A situação ia se tornando cada vez mais grave com os choques entre a Policia e os trabalhadores. O Comitê de Defesa Proletária, somente vencendo toda a sorte de dificuldades conseguia realizar apressadas reuniões em pontos diversos da cidade, às vezes sob a impressão congrangedora do ruido de tiroteios nas imediações. Tornava-se indispensavel um encontro dos trabalhadores, para ser tomada uma resolução decisiva. Surgiu, então, a sugestão de um comicio geral. Como e onde? E como vencer os cercos da Policia? Mas a situação, que se desenrolava com a mesma gravidade, exigia a sua realização. O perigo a que os trabalhadores se iriam expor estava sendo transformado em sangrenta realidade nos ataques da Policia em todos os bairros da cidade, deles resultando também vitimas da reação, inumeros operarios, cujo único crime era reclamarem o direito à sobrevivencia.

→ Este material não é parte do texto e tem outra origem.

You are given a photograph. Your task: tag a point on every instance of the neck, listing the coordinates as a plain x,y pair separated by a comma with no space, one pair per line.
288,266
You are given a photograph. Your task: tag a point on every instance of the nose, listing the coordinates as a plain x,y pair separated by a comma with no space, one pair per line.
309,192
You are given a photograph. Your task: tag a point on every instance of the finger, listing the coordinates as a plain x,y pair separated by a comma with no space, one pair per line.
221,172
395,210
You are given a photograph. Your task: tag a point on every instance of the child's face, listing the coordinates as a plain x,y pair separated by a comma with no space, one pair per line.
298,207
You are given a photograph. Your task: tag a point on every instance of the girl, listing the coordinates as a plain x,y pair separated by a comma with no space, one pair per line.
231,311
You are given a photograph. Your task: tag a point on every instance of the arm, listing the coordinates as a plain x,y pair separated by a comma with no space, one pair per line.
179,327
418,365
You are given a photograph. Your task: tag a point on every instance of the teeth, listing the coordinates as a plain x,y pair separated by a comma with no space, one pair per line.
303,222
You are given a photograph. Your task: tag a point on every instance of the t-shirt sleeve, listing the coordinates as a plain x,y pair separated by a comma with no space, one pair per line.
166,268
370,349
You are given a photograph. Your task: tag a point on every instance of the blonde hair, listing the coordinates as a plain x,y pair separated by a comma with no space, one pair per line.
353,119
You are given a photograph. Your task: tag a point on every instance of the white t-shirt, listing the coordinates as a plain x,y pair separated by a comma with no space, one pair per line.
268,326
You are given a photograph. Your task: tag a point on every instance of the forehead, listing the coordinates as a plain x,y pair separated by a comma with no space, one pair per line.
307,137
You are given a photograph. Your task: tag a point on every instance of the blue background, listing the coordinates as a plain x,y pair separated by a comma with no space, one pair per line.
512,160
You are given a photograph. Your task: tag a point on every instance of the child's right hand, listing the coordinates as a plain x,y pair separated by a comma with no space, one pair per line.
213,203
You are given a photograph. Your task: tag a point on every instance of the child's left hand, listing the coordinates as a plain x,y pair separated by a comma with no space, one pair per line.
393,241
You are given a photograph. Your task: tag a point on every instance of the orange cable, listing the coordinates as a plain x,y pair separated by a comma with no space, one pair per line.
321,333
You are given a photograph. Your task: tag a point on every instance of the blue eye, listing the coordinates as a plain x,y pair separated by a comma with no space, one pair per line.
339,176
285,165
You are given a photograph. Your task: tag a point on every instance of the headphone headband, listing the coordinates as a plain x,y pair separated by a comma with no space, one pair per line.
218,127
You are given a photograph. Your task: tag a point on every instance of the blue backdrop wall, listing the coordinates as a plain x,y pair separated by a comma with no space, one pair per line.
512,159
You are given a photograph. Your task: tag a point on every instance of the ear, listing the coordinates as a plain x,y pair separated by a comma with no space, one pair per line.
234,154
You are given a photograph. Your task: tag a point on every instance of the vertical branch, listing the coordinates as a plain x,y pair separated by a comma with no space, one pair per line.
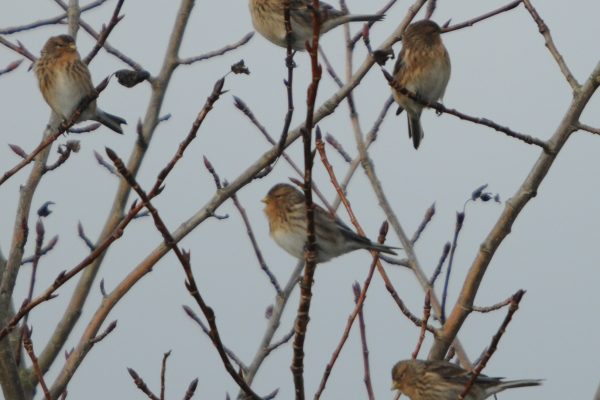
514,306
363,340
289,62
426,315
36,367
310,253
512,210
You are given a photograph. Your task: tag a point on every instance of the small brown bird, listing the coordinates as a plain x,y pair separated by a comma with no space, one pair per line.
268,20
423,67
65,81
441,380
286,211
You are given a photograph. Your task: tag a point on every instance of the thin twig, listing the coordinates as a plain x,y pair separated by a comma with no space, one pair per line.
426,315
28,345
495,307
139,382
545,31
49,21
184,259
439,107
114,20
47,141
426,220
357,308
363,341
310,253
485,16
460,219
588,128
117,232
194,317
163,371
514,306
219,52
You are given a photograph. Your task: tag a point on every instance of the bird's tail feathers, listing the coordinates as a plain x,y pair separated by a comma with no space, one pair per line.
331,23
515,384
364,18
112,122
415,131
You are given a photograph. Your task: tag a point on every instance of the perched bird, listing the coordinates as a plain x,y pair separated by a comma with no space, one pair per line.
286,211
441,380
268,20
65,81
423,67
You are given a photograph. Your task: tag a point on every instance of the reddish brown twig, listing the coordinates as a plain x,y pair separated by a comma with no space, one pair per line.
139,382
485,16
438,268
64,277
302,316
219,52
50,21
106,30
495,307
545,31
98,338
382,11
588,128
243,107
426,220
289,62
479,121
163,371
363,341
28,345
460,218
357,308
184,259
514,306
194,317
191,390
426,315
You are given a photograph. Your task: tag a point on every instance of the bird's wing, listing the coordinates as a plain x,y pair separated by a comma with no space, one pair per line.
305,6
454,373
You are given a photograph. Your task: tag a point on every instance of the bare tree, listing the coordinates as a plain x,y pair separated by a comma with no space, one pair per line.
26,362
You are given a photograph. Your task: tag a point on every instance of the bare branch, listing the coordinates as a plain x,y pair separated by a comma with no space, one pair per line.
545,31
512,210
216,53
483,17
514,306
259,256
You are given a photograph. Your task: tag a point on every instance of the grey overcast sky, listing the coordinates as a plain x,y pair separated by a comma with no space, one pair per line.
501,70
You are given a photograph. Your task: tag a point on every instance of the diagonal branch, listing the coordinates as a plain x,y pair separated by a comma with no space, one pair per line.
545,31
512,210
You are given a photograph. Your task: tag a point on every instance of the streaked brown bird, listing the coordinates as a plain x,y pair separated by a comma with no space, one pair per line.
441,380
423,67
65,81
268,20
285,209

E o comicio foi realizado. O Brás, bairro onde tivera inicio o movimento, foi o ponto da cidade mais indicado, tendo como local o vasto recinto do antigo Hipodromo da Mooca. Foi indescritivel o espetaculo que então a população de São Paulo assistiu, preocupara com a gravidade da situação. De todos os pontos da cidade, como verdadeiros caudais humanos, caminhavam as multidões em busca do local que, durante muito tempo, havia servido de passarela para a ostentação de dispendiosas vaidades, justamente neste recanto da cidade de céu habitualmente toldado pela fumaça das fábricas, naquele instante, vazias dos trabalhadores que ali se reuniam para reclamar o seu indiscutivel direito a um mais alto teor de vida. Não cabe aqui a descrição de como se desenrolou aquele comicio, considerado como uma das maiores manifestações que a história do proletariado brasileiro registra. Basta dizer que a imensa multidão decidiu que o movimento somente cessaria quando as suas reivindicações, sintetizadas no memorial do Comitê de Defesa Proletária, fôssem atendidas. O término do comicio teve o mesmo aspecto de que se revestiu o seu início. A multidão se desdobrava em numerosas colunas que se punham em marcha, de regresso aos bairros. Os militantes mais visados retiravam-se no meio de grupos espontaneamente formados. Soube-se mais tarde que, em pontos distantes do local do comicio, haviam-se realizado varias prisões.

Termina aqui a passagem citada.